Erklärung

Israel und die besetzten palästinensischen Gebiete: Wahrung des Besatzungsrechts

Genf (IKRK) – Für das Internationale Komitee vom Roten Kreuz (IKRK), das seit 1967 in der Region präsent ist, stehen das Westjordanland, einschliesslich Ostjerusalem, und sowie der Gazastreifen (zusammen die besetzten palästinensischen Gebiete) weiterhin unter israelischer Besetzung; diese wird im Rahmen der vertraglichen und gewohnheitsrechtlichen Regeln des humanitären Völkerrechts (HVR), einschliesslich der Regeln kriegerischer Besetzung, und der internationalen Menschenrechtsnormen geregelt.

Laut der langjährigen rechtlichen Position des IKRK sind der von Israel vorangetriebene Bau und Ausbau ziviler Siedlungen im besetzten Westjordanland unvereinbar mit den Verpflichtungen des Landes gemäss Art. 49 Abs. 6 des Vierten Genfer Abkommens von 1949, wonach die Umsiedlung eines Teils der Zivilbevölkerung der Besetzungsmacht auf das besetzte Gebiet verboten ist. Die Siedlungspolitik hat zu weiteren Verstössen gegen das HVR geführt und humanitäre Folgen für die Bevölkerung in den besetzten Gebieten verursacht, darunter Enteignungen, Schäden an und Zerstörung von Privateigentum, Zweckentfremdung öffentlichen Eigentums, Vertreibung der palästinensischen Bevölkerung sowie der Einsatz von Gewalt israelischer Siedler gegen die palästinensische Bevölkerung und deren Eigentum.

Das IKRK unterstreicht kontinuierlich, dass die gesamte israelische Siedlungspolitik die Daseinsberechtigung des Besatzungsrechts unterminiert. Sie verändert auf fundamentale Weise die Ausgangslage, indem Fakten geschaffen werden auf der Grundlage eines mutmasslich andauernden Risikos mit weitreichenden humanitären Konsequenzen für die unter der Besetzung lebende palästinensische Bevölkerung. Die Siedlungspolitik zeigt auch, wie der Staat Israel die weitreichende Macht aus dem Besatzungsrecht im Hinblick auf den Einsatz von Ressourcen – oder anderen Gütern des von ihm besetzten Gebietes – zugunsten seines eigenen Gebiets bzw. seiner eigenen Bevölkerung nutzt, ohne seinen entsprechenden Verpflichtungen gegenüber der Bevölkerung der besetzten Gebiete nachzukommen.
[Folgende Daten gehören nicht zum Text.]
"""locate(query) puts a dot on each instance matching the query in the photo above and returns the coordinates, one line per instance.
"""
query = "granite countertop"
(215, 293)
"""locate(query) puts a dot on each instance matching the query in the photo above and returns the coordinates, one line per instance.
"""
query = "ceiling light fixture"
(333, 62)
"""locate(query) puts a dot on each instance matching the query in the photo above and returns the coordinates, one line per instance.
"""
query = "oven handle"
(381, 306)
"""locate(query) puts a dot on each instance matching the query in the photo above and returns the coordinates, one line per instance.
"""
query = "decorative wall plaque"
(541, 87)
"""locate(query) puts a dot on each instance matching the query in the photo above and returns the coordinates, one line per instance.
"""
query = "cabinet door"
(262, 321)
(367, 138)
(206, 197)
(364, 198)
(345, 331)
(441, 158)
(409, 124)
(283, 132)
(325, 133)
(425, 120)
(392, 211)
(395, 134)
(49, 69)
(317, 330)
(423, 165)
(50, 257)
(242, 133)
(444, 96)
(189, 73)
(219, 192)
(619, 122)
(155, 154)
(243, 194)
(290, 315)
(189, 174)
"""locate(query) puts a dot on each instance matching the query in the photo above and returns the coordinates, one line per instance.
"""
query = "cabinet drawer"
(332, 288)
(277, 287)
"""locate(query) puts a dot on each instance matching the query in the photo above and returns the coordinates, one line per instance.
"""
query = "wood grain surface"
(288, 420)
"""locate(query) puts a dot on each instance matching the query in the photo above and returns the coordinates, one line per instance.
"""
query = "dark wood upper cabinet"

Das IKRK ist zudem zutiefst besorgt über die aktuellen und künftigen humanitären Folgen einseitiger formaler Annexionen, wie diejenige von Ostjerusalem, bzw. der faktischen Annexion von Teilen des Westjordanlands auf geschützte Personen. Diese Sorge umfasst auch vergangene und aktuelle Massnahmen, mit denen gemäss dem Besatzungsrecht ein anhaltend rechtswidriger Zustand geschaffen wird.

Einseitige Annexionen sind mit dem Wortlaut und dem Geist des Besatzungsrechts sowie seiner zugrundeliegenden Prinzipien unvereinbar. Sie haben gemäss Völkerrecht weder Auswirkungen auf den rechtlichen Status der besetzten Gebiete noch Folgen jedweder Art auf die Anwendbarkeit der Regeln kriegerischer Besetzung auf diese Gebiete. Das HVR ist daher eindeutig, dass geschützte Personen unabhängig von der Art der Annexion geschützt bleiben müssen.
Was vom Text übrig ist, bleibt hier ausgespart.